On the way to the next store we pass the Cool Cats, a clothing store she really likes, and she asks if we can go in and look around. I say no and remind her we are here to buy for Marco and Pat. She issues a stream of nasty comments my way. I ignore her and keep walking. She shows very little interest in picking something out for Patrick for Father’s Day. I’d expected she would be blasé about picking for Marco, but she shows no more interest in buying something for her “real” dad. To everything I suggest Meg just says in a bored tone, “Sure. Whatever.” In the end, I pick out something for both of them.

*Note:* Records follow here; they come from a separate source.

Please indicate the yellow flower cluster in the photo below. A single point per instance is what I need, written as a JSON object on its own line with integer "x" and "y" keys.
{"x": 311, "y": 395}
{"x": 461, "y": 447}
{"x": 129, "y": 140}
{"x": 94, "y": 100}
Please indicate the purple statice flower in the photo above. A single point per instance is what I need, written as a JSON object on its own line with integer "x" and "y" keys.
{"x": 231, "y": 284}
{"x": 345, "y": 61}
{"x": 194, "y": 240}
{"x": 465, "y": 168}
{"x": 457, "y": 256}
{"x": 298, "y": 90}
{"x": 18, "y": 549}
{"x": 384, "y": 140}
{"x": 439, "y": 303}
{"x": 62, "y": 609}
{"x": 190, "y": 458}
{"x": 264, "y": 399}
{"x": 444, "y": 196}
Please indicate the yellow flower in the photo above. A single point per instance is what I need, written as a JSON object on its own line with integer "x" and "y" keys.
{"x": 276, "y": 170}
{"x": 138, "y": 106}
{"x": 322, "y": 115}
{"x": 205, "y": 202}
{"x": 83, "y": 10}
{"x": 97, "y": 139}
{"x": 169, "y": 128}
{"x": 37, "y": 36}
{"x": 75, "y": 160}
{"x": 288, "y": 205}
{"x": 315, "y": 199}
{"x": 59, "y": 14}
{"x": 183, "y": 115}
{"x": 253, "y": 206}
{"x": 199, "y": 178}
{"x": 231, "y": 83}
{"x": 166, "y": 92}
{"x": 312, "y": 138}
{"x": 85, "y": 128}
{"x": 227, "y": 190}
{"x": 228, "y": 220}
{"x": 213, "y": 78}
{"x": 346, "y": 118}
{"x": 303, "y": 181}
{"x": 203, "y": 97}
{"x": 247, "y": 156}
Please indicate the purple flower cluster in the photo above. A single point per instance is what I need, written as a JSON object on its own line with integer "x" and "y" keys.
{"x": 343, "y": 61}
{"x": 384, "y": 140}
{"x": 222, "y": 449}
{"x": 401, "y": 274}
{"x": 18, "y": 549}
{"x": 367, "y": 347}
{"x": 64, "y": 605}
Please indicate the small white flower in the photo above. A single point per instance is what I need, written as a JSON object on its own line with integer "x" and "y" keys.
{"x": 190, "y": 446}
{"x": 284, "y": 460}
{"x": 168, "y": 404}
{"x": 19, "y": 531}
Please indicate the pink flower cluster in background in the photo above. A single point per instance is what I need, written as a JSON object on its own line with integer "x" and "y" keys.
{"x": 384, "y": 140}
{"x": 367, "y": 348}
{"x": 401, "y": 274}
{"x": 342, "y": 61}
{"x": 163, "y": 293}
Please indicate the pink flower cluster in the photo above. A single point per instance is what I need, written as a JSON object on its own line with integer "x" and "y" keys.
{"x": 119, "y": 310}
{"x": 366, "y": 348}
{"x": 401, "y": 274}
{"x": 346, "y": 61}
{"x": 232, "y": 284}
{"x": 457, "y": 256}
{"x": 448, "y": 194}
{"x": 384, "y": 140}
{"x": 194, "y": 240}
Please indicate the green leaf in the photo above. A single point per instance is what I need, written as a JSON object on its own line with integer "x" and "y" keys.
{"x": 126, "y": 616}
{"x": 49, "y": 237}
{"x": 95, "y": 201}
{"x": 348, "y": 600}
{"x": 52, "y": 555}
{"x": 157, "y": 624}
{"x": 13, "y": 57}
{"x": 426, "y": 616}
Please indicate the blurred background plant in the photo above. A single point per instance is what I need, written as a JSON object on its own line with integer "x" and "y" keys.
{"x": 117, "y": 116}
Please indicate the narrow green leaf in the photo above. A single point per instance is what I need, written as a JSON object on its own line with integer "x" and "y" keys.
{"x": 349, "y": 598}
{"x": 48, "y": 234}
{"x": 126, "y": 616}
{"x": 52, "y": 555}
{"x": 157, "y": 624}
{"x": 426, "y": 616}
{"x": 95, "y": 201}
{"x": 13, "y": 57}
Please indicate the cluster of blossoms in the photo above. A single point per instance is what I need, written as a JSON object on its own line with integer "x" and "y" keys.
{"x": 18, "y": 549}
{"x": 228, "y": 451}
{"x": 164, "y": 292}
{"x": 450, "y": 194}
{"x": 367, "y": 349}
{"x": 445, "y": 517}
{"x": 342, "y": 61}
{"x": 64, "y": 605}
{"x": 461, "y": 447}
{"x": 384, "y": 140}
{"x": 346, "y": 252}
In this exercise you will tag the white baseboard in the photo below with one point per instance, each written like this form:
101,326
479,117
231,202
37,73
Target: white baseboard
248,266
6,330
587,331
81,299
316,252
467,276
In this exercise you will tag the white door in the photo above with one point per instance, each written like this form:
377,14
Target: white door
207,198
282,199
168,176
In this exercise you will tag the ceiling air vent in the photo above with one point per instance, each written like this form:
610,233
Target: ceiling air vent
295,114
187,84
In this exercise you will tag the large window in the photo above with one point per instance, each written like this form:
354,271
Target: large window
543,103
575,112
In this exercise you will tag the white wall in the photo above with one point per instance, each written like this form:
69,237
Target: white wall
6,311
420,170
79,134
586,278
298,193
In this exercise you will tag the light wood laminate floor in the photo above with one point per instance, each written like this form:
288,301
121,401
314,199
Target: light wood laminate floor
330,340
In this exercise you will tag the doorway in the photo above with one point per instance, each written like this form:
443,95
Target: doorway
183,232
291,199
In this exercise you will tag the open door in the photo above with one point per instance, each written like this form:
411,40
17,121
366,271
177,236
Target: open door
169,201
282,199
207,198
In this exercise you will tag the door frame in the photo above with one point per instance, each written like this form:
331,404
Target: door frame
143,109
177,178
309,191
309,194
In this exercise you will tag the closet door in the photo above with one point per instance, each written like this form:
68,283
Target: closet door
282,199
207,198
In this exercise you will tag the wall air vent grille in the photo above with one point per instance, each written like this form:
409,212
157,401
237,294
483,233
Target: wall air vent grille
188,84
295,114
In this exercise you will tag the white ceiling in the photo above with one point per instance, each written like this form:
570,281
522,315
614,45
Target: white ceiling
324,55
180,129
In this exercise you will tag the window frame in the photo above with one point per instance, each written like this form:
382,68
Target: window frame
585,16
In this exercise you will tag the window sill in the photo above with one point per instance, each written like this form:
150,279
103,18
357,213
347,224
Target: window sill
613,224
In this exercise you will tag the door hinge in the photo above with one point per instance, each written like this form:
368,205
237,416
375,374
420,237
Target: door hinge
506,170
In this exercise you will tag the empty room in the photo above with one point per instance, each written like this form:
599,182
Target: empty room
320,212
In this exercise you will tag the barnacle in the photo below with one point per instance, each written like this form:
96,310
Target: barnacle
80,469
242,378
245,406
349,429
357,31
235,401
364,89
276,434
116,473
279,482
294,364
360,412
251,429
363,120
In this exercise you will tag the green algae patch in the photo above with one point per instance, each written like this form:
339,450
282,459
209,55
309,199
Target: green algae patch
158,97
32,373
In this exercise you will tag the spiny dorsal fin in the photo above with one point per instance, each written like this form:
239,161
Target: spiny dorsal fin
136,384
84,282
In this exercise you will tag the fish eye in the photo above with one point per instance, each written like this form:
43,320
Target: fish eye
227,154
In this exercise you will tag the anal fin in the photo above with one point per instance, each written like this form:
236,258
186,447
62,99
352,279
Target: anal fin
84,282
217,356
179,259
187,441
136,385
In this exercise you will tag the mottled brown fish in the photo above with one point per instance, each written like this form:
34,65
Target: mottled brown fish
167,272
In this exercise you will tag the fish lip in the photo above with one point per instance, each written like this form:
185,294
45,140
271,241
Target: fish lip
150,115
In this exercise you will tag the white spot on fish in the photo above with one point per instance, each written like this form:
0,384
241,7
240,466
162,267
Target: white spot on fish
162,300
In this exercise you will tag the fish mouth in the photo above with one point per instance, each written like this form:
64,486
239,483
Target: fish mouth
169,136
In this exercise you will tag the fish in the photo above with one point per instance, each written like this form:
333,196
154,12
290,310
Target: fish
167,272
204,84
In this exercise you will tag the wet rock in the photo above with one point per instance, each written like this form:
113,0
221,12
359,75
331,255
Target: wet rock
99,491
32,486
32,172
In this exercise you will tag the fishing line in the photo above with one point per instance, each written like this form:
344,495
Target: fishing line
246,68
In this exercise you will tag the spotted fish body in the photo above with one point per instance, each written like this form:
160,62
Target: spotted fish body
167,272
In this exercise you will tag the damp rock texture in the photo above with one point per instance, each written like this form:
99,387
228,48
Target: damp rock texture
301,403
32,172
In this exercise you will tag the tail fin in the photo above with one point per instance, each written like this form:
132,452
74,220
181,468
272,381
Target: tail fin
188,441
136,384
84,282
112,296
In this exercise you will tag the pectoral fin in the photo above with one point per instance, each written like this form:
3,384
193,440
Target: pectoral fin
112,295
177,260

Meg tells me not to be so nasty when I finally utter something in a snappish tone. I tell her she has been nasty to me all morning and I’m tired of it. I say I’d planned to go to the Hema cafeteria after we finished shopping and get some pie and coffee together but she has been so rude to me I don’t feel very much like doing that anymore. She says who cares, she doesn’t want to do that anyway, doesn’t matter to her, and I’m the one being nasty. On and on and on. Her tone is conversational, like we’re talking about the weather. One breath after insulting me she asks which of the bracelets she’s wearing I like the most.

These are snippets, tiny fragments out of three consecutive days in June of 2004. She was 12.

I’m going in later tomorrow, around 1:30 PM. I plan to spend tomorrow night in her room so I can be there to celebrate her Saturday-morning final radiation.